I always loved clothes-and sewing- as a hobby, but over 40 and experiencing some other obstacles that life put me through I felt like having to find a way to compensate for not losing my inner/outer sane and equilibrum.

I felt that due to my HOH condition my communication ability is suffering so I switched to more powerfull metacomunication instead. I try to dress in a matter to mantain the attention and the respect I have to have at work as an executive and in my private life as a wife and a mother. I have a DD(16,5) which has to see it's not all lost after 40 or when getting some problems. I want to show her that self respect (done by each on it's own way of course-perhaps mine is dressing neat) is a good way to achive kind of an equilibrum no matter what throws life to you or against!

I also find fashion, clothes and this site my fun and creative outlet-even if nobody is noticing IRL. It is like having a hobby or so and it actually gives me some great me time and more positive perceptions of my own imperfect body. It simply empowers me with the ability to see the beauty in all things surroundig me to say, when nothing else, than even in such an ordinary thing like a colorfull scarf seen on a stranger:-).

I love the idea of daily runway. Dressing can be a creative expression. It usually is for me. Why not enjoy it on yourself and others.

Oh, I'm a clown. I'm wearing my clown clothes right now. There is a great deal of pointlessness to what I wear and, as far as I'm concerned, that's just a fact.

Thing is, runway is everyday in the megalopolis. That's the problem. I may be a bit more clowny than others, but I'm not the only clown by far. Costume is... costume is the National Costume of California. Hehe.

p.s. & ETA: I propound that Fashion is the first multi-player, virtual-reality game ever.

Rachylou, ain't that the truth!

I'm glad you didn't edit your comment, Viva. I feel that way a little too. I opt out of plenty of trends. I want that to be a conscious decision on my part.

My life is a runway. Life sucked before I treated it like runway.

I don't own a single designer piece of clothing .... Not even premium denim. Period

My life is a highway, and I wanna ride it all night long.

When I worked I certainly felt runway and loved putting together outfits that really made me look and feel professional. I find it harder to dress down and dress casually. Am I overdressed or underdressed? I get so stressed just trying to put something together to go to the store. I also find that I am layering more (just get too warm sometimes as my menopausal friends will attest to), so finding pieces that will work with my entire wardrobe is a chore.

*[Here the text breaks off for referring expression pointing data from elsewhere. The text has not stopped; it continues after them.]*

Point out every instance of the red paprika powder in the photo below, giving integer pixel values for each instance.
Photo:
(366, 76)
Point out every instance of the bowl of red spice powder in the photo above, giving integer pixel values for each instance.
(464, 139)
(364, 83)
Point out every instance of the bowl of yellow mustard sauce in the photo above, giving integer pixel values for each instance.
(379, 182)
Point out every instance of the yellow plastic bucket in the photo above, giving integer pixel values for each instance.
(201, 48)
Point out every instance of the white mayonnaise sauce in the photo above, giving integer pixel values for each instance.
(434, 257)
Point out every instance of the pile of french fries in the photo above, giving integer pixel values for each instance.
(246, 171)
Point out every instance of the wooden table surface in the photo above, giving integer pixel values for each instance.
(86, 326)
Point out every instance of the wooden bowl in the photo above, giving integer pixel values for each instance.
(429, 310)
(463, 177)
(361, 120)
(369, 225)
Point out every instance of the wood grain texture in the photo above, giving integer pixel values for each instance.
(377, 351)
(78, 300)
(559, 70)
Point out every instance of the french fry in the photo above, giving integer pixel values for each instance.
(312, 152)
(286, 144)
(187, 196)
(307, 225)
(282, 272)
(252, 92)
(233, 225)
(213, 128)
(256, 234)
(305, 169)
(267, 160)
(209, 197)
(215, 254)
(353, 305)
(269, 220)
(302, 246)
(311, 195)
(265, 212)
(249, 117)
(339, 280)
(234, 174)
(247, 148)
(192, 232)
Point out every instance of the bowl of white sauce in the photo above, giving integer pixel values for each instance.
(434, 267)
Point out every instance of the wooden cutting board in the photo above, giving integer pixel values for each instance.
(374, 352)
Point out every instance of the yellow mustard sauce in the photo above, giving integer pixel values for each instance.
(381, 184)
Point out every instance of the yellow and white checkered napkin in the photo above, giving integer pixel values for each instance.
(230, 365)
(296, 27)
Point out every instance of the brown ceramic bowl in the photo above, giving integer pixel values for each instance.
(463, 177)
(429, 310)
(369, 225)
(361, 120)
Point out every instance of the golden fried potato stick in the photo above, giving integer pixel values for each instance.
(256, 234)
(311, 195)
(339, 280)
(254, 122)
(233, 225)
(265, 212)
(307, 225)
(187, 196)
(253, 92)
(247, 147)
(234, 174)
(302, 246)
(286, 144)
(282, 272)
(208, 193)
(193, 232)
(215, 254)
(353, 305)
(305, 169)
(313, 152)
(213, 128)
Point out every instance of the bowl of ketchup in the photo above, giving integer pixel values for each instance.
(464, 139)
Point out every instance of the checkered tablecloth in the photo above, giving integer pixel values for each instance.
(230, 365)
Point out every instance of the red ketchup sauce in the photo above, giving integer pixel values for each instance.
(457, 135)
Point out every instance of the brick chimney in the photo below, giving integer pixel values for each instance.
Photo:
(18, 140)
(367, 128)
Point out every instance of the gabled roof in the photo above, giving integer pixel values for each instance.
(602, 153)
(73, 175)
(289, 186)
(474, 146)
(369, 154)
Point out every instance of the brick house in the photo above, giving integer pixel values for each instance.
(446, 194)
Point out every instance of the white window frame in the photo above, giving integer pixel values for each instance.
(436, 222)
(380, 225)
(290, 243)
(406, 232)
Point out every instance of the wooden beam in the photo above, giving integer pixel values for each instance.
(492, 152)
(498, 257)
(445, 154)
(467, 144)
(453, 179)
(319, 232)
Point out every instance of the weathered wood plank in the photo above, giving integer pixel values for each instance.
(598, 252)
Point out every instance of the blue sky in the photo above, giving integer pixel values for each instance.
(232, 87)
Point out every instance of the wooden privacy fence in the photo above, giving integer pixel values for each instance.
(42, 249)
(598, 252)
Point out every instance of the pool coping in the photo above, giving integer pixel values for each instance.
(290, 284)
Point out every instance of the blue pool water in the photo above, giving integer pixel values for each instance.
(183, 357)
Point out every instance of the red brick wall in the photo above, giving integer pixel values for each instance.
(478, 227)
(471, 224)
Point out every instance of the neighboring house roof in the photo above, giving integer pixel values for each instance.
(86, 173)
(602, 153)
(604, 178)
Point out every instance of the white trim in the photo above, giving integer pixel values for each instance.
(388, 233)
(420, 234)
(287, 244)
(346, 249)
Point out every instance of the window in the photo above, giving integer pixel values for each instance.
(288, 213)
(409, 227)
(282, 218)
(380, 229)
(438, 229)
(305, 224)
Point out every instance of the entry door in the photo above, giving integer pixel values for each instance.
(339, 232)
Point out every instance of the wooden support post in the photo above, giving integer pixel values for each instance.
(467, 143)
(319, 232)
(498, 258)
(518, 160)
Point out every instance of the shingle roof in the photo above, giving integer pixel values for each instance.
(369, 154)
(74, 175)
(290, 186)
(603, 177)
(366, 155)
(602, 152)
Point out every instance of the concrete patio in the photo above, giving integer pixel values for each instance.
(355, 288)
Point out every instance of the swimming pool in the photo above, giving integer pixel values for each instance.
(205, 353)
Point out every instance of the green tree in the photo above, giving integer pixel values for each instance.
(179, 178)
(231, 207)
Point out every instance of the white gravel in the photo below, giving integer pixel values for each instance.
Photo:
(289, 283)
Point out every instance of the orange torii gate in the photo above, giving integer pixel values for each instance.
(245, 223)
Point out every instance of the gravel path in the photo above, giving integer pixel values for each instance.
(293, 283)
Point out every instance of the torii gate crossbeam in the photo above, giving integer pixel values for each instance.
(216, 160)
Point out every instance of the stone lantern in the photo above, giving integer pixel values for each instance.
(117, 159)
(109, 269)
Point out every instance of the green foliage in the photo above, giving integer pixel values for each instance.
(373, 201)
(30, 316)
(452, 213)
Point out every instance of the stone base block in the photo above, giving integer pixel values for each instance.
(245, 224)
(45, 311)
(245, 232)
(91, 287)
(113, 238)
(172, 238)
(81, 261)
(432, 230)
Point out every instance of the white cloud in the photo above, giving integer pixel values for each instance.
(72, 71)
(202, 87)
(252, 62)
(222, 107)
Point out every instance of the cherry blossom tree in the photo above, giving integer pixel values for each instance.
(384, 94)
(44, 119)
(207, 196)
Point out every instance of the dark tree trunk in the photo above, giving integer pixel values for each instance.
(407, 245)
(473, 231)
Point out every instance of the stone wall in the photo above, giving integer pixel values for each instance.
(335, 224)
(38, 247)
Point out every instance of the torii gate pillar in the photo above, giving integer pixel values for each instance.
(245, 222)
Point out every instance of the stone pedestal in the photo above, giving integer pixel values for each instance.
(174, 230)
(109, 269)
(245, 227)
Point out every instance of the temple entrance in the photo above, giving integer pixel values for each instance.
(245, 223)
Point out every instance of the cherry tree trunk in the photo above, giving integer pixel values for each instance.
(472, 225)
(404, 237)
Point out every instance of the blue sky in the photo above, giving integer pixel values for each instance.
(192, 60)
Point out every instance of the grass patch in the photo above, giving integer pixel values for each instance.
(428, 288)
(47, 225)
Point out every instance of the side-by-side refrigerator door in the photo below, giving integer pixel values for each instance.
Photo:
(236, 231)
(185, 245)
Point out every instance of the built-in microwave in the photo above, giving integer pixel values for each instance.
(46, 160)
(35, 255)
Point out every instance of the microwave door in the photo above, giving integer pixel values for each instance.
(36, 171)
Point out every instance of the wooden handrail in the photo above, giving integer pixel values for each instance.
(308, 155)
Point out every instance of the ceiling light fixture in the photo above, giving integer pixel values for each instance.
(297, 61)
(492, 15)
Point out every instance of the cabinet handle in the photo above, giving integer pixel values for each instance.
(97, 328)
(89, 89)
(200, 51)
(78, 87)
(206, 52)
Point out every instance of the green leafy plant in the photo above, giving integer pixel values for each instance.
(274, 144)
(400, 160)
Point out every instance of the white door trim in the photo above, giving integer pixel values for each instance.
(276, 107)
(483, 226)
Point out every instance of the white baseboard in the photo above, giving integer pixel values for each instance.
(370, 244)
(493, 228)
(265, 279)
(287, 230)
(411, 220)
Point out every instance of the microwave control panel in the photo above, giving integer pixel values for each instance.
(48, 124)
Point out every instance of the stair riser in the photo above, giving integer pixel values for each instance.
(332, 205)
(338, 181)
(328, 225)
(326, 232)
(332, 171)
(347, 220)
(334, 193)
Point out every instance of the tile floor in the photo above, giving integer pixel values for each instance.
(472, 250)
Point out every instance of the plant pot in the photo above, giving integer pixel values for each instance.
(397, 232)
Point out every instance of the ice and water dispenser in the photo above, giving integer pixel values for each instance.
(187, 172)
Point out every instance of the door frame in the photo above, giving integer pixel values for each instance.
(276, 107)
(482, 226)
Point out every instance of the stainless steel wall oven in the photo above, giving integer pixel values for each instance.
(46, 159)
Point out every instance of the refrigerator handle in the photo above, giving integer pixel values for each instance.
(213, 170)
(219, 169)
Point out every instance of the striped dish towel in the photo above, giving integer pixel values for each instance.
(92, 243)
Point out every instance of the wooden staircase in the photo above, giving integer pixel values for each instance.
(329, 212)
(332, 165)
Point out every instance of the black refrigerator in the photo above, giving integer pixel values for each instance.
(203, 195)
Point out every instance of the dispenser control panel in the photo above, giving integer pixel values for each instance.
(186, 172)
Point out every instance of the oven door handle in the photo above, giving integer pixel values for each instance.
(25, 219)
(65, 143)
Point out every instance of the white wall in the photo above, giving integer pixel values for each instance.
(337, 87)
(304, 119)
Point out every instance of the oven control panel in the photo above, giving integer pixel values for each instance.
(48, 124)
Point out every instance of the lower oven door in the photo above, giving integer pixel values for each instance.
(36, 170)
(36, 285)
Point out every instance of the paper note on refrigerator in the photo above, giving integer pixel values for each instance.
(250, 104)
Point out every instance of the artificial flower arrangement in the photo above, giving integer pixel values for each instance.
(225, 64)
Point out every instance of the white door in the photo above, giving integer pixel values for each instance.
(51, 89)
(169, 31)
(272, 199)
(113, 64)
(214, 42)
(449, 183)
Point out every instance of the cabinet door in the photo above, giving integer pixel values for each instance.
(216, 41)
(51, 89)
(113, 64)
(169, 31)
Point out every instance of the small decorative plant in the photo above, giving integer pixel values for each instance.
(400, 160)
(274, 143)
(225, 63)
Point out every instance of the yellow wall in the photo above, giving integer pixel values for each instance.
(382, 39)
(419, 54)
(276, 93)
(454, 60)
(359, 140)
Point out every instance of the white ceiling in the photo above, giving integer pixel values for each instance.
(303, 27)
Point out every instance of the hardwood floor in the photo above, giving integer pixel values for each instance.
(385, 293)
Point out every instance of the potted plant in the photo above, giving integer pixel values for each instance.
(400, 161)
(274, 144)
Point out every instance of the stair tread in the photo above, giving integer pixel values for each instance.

But I do find comfort in my warm wooly brown pilled sweater and my oversized fuzzy slippers and a hot cup of tea with my doggy snuggling up against me....

You all are wonderful, perceptive, descriptive, thoughtful and I love reading everyone's thoughts on this topic. This remindes me of why I stopped lurking and joined. We all have a voice and we all are here for a certain reason and I'm loving it.

I wish my life were more of a runway! I still shop thinking I have a runway to dress for. My LD Tuttle pale, delicate leather booties case in point. Not practical for ranch living with mud, dust, and lots of animals. A few years ago I wrote a thread about this: I shop and allocate a disproportionate amount of my clothing budget to clothes that I wear a few hours each week. Or for the odd trips I take to the city which might total 24 days a year.

My real-life fashion needs require a mix of elevated lounge and cowboy styles. Slim slouchy jeans (whether slouchy skinnies or skinny boyfriends = same thing), short, low heeled leather boots, tees and sweaters. No Carhardt jackets though, maybe I should add? So, even though that's very practical and I don't WIW it, I do* try* and that makes it a little bit runway, no?